Les rues voisines brûlaient, une lutte acharnée avait eu lieu dans le jardin, où nombre de morts gisaient baignés de sang ; mais il était toujours debout, ses grappes odorantes et son frais feuillage se balançaient dans l’air infecté.

Je m’assis sur un tas de bois de charpente qui avait écrasé l’herbe au pied de l’arbuste, et j’attendis. Je n’avais rien à faire. Tandis que j’étais là, un officier, son sabre nu à la main, descendit rapidement la rue fumante en jetant autour de lui des regards inquiets, comme s’il eût perdu son chemin ou ses hommes. Son uniforme était déchiré, poudreux, couvert de sang. Quand les flammes éclairèrent son visage, je jetai un cri de joie. Dieu me l’avait livré. Nous mettons toujours nos crimes sur le compte de Dieu.

Je me dressai et lui barrai le passage : — Enfin ! lui dis-je, enfin !

Il s’arrêta et me regarda stupéfait ; sans doute j’avais changé, moi, et il ne reconnaissait point mes traits. Je ne lui donnai pas le temps de respirer. Tirant mon épée, je me jetai sur lui : — Défends-toi, lui dis-je avant de le toucher.

Nous nous battrions jusqu’à la mort, cela, je le jurais, mais loyalement, homme contre homme.

Quand je parlai, il me reconnut. Il était brave. Il n’appela pas ses camarades, il accepta le combat comme je l’offrais. Tombant en garde : — Je suis prêt, dit-il.

Le feu nous environnait de tous côtés, les morts étaient nos seuls témoins ; le petit lilas se berçait au vent. Nos épées se croisèrent une dizaine de fois, puis il tomba. Son corps se ploya tel qu’une branche brisée. L’acier avait percé sa poitrine. J’étais vengé.
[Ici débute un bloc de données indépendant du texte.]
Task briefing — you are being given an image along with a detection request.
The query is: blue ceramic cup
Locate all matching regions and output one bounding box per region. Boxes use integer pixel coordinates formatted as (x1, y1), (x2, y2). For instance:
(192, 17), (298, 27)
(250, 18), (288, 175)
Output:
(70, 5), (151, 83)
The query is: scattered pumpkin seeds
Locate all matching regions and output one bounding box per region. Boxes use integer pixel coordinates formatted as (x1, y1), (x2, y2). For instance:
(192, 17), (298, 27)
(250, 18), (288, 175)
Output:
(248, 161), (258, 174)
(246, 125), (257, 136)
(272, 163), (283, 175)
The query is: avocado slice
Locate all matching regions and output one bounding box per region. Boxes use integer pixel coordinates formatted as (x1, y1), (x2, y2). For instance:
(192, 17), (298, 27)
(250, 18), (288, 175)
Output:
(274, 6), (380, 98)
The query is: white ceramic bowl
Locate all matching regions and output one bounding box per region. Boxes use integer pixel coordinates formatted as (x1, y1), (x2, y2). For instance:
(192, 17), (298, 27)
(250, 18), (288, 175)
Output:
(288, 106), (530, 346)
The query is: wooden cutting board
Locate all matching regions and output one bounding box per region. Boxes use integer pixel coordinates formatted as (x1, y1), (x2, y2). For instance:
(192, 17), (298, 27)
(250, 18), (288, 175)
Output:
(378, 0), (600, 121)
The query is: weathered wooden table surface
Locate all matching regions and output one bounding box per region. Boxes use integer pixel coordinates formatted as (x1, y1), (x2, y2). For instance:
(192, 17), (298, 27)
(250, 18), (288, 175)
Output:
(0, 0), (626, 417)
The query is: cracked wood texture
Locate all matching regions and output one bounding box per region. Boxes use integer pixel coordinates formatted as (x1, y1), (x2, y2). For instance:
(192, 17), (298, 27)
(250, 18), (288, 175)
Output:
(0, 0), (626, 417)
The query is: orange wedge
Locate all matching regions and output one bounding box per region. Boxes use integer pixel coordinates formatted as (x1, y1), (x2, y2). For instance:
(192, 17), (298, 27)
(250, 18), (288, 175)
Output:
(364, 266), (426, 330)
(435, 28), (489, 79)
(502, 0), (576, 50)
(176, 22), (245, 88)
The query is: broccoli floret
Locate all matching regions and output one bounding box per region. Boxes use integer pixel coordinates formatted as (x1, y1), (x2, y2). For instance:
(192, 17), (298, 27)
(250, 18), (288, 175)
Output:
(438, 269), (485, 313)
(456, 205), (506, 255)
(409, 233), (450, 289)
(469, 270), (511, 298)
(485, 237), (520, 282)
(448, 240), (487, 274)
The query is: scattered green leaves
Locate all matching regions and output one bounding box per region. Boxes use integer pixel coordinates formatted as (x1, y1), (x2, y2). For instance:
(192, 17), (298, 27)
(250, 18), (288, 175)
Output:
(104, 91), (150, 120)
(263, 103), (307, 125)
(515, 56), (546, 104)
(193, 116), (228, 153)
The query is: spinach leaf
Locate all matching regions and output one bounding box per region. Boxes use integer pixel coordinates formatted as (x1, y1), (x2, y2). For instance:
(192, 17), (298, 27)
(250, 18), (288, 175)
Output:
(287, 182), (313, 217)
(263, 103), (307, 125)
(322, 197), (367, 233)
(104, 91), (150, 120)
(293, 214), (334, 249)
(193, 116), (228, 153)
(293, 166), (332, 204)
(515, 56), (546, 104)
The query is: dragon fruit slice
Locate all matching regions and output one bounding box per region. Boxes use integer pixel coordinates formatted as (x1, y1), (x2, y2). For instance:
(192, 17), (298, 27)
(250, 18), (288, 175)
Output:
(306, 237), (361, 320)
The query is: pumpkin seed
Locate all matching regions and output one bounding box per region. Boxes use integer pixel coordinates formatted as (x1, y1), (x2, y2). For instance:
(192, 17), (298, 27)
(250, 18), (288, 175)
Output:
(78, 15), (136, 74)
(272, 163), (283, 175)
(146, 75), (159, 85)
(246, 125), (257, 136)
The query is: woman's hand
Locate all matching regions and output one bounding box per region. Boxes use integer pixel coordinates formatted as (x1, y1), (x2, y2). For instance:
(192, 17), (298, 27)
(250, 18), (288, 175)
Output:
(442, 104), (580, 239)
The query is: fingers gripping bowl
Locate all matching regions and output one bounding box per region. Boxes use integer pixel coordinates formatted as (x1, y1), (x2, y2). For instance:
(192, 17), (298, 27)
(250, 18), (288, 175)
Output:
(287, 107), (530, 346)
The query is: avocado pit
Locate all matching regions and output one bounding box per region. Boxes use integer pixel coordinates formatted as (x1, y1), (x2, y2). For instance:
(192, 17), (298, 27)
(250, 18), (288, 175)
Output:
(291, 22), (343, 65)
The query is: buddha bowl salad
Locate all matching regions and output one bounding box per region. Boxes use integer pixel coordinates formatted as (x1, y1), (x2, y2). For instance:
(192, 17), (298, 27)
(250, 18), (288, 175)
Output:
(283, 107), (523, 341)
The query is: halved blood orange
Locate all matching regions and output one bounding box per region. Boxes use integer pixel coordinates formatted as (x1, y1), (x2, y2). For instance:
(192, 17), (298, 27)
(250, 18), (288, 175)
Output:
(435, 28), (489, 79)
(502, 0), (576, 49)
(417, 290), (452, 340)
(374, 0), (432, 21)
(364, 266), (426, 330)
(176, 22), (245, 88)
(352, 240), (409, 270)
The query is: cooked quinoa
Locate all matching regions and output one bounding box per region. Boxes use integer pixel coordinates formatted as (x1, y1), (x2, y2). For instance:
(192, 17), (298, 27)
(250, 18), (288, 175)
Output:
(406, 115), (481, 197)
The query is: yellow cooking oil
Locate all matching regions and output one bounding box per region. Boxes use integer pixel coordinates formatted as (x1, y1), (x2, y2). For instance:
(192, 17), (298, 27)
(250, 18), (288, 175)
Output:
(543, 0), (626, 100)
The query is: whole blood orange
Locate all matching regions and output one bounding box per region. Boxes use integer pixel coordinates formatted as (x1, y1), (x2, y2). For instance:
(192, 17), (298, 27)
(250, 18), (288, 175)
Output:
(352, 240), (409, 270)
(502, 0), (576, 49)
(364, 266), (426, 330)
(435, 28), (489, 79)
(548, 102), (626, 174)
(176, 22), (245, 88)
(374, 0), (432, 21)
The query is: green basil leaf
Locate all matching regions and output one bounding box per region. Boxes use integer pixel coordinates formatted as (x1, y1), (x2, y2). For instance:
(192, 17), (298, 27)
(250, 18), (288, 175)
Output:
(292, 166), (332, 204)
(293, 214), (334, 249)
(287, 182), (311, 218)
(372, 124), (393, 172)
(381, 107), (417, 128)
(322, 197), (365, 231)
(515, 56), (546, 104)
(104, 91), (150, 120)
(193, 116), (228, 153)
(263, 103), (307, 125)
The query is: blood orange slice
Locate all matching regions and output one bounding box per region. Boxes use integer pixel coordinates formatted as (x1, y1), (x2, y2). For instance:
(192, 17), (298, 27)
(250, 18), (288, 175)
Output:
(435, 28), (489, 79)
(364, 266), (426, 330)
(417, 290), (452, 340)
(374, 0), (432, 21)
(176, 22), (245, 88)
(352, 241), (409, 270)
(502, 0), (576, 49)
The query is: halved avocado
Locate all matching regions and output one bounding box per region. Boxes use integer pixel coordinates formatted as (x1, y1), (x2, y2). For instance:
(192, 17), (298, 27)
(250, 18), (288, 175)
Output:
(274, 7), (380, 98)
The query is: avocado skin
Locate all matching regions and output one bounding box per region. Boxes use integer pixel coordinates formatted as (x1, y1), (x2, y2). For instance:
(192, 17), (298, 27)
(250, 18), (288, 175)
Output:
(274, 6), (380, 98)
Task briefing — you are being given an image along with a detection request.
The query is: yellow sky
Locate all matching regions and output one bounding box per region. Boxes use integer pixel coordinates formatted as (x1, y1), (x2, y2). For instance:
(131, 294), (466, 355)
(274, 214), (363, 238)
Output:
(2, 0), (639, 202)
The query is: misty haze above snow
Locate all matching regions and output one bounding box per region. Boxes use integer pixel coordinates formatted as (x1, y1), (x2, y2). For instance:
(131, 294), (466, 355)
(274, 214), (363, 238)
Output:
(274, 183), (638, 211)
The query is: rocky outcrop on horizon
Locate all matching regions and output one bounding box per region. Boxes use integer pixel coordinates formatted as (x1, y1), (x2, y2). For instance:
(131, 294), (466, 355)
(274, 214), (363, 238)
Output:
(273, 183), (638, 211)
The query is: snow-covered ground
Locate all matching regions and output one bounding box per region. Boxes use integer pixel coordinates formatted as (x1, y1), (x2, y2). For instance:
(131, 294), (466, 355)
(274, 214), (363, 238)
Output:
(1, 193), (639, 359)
Ce fut un combat loyal d’homme à homme.

Il me regarda en s’affaissant sur le pavé, un sourire étrange effleura ses lèvres : — Vous étiez vengé déjà, murmura-t-il lentement, et chaque mot, chaque souffle passait avec effort. Ne le saviez-vous pas ? Elle m’a trahi l’automne dernier… Elle avait un amant parmi les Prussiens, un plus grand personnage que moi. — Un flot de sang l’étouffa. Il demeura silencieux, appuyé sur une de ses mains, le reflet des flammes sinistres se jouant sur son visage. Tout à coup la rue se remplit de soldats, les siens. Ils m’entourèrent pour le venger, mais le dernier geste qu’il fit les écarta : — Ne le touchez pas, dit-il tout haut, c’est moi qui l’ai offensé. Le duel était régulier.

Comme il parlait encore, un frisson le secoua de la tête aux pieds et il mourut.

Ses cheveux trempaient dans le sang répandu à cette place, une pâleur grise couvrit son visage ; dans cet état même, il était beau.

Je ne bougeai pas ; je restai debout, le contemplant. Ma haine s’était éteinte avec cette jeune vie. Je le plaignais passionnément. Périr tous deux pour une cause si vile !

Bien entendu, on ne tint pas compte de ses ordres ; on m’arrêta, je ne résistai pas. J’avais brisé mon épée, que je jetai près du cadavre. Elle avait atteint son but, je n’avais plus besoin d’elle.

On m’a amené ici, on m’a jugé, paraît-il, et demain on me fusille. Je suis aise que ce soit fini.

Si vous demandez une grâce pour moi, ne demandez que celle-ci : que les soldats qui me tueront ne soient pas les mêmes hommes avec qui j’ai si longtemps combattu pour la France. Et quand on me jettera dans la fosse commune, qu’on enterre avec moi cette branche de lilas. Elle ne vaut plus rien,… elle est morte.


Ouida.
  1. A Leaf in the Storm and other Stories, par Ouida ; Londres 1872.
  2. Lady Tattersall, 15 janvier 1868 ; Jaune ou Bleu, 15 avril 1868.